Sutton, a three-time state championships qualifier, is Laurel's premier swimmer.

Besides her top performances in the regional championships, Sutton won county championships in the 100 back (104.72) and 200 individual medley (2:24.10).

"It was a great accomplishment," Venit said of the two county titles. "She was outstanding in both. She was six seconds faster than the next closest competitor in the backstroke and 10 seconds faster in the individual medley."

Sutton is a role model for Laurel's younger swimmers. She's in her fifth year of competing year-round for the Maryland Suburban Swim Club in Laurel.

"A swimmer like her doesn't come around often," Venit said.

Sutton could be Laurel's next college swimmer.

"She will probably want to do something with swimming in college," Venit said. "She puts a lot of a time into training. She is very versatile and can do any of the strokes."

Laurel also had some other postseason standouts.
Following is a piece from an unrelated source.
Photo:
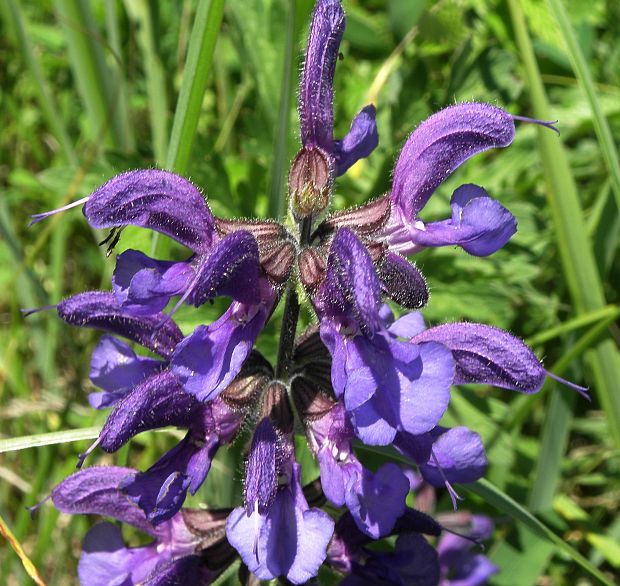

Junior Adam Gebhardt placed sixth in the 100 butterfly (104.80) in the county and ninth in the individual medley (2:35.90) in the region, senior Tyler Carmen finished sixth in the county in the 500 free (7:09.76) while sophomore Megan Hendershot was fourth in the county (6:43.95) in the 500 free and seventh (6:40.50) in the region.

Rutherford and Sutton stand out among the 2015 accomplishments.

"I want to make a big deal of that fact that they made it to states," Venit said. "Hopefully, other kids will start to put in the time that they need to put in to improve their swimming ability to make it to states."